Cette musique peut paraître d'essence légère au disque, mais elle recèle en réalité de véritables raffinements, qu'une écoute attentive ou une expérience sur scène peuvent révéler. Elle seconde l'action avec régulièrement des séquences dans un style baroque fantaisie (Madame de la Haltière, départ de Cendrillon, danses...) particulièrement charmant, et finalement assez personnel (on en trouve aussi des traces, moins heureuses, dans Manon).

Très proche du déroulement de l'histoire, la musique ne cherche pas à s'épanouir de façon autonome en de superbes mélodies, mais sert sans cesse l'expression des sentiments et des situations au plus près (sans mickeymousing non plus).
Dans cette perspective, elle utilise très fréquemment de beaux contrepoints, avec une mélodie indépendante à l'orchestre (souvent par un instrument solo, violon, violoncelle, hautbois, clarinette, cor anglais...) tandis que le chanteur exécute lui-même une ligne différente. Ce petit procédé inventé par le baroque italien (mais plutôt avec des mélodies en imitation, légèrement décalées), et abondamment utilisé en France par Campra ou Clérambault, se révèle ici avec un rare bonheur.

Il faut ajouter à cela un grand goût des couleurs orchestrales, auxquelles les instruments solos et les bois contribuent régulièrement, ainsi que la harpe. Chaque atmosphère reçoit ainsi sa caractérisation propre. Très fréquemment (notamment dans les moments liés au Prince), l'orchestre ne laisse parler qu'une poignée d'instruments, autour de la harpe, créant un chambrisme délicat assez étonnant.

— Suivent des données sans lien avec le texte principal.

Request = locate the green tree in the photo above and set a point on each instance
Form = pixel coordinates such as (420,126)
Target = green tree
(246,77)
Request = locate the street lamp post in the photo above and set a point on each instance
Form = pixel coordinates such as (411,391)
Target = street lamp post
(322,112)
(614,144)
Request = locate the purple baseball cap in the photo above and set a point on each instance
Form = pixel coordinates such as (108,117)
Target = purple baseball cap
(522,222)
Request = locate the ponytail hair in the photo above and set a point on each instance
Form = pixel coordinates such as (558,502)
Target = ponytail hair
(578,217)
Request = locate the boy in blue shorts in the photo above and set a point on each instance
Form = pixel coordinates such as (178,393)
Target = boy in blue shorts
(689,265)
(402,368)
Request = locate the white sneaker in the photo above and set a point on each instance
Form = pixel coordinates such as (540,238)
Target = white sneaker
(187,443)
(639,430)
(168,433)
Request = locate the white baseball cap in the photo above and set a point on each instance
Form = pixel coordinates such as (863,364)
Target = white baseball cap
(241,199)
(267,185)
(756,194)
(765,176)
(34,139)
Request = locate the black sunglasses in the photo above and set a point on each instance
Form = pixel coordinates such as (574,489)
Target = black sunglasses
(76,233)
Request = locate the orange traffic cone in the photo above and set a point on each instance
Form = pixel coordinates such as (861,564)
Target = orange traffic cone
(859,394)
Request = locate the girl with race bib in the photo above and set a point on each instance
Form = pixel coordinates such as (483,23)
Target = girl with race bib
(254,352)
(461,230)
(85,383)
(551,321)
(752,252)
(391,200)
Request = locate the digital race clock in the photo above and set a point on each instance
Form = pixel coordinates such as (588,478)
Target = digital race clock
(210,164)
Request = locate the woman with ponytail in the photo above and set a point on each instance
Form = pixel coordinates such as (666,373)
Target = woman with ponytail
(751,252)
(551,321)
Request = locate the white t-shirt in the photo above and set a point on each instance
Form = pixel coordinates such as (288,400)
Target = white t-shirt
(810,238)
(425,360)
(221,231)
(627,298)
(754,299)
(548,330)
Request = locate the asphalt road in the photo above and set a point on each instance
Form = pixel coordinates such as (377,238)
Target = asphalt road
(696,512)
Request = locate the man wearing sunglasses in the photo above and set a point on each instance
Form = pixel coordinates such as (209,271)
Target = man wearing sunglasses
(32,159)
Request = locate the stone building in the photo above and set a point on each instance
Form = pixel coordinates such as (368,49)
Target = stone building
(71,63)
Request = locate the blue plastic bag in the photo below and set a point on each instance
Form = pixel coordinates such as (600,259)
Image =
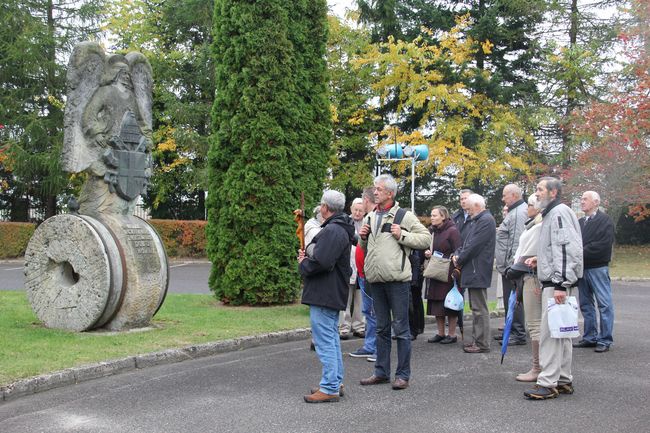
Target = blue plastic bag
(454,300)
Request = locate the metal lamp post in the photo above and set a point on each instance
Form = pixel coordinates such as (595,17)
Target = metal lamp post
(397,152)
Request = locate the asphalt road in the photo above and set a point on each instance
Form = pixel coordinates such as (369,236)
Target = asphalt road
(185,276)
(261,389)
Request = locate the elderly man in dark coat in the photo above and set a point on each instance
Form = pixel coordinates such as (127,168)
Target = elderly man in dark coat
(475,258)
(326,273)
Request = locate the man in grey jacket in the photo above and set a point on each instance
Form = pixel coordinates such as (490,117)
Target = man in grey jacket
(507,241)
(559,265)
(388,272)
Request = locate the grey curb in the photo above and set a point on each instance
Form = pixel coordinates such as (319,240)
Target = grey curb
(71,376)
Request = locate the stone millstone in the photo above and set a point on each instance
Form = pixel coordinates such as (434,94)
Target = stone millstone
(70,276)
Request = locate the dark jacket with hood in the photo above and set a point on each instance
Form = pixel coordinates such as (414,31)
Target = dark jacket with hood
(597,240)
(327,272)
(476,256)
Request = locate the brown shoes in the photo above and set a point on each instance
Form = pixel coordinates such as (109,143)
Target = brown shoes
(341,390)
(400,384)
(474,349)
(321,397)
(374,380)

Le ton évolue ainsi considérablement d'un acte à l'autre (avec une montée en intensité lyrique dans le second tableau de l'acte III et dans l'acte IV), et même d'une scène à l'autre, voire au coeur de la même scène, selon les événements. Cela s'étend donc depuis un baroque rêvé, jusqu'au pastiche de Tristan à la fin de l'acte III - on y retrouve les ponctuations régulières de bois qui accompagnent un duo vocal extatique, dans une nuit assez proche de l'acte II wagnérien, et apparentée de façon frappante à la propre orchestration de Wagner pour "Träume" des Wesendonck-Lieder (par moment, on peut songer aussi aux harmonies du Roi Arthus de Chausson).
L'essentiel de la partition, cela dit, est à rapprocher du style des Contes d'Hoffmann, ce qui explique sans doute grandement l'amour immodéré de Minkowski pour l'oeuvre.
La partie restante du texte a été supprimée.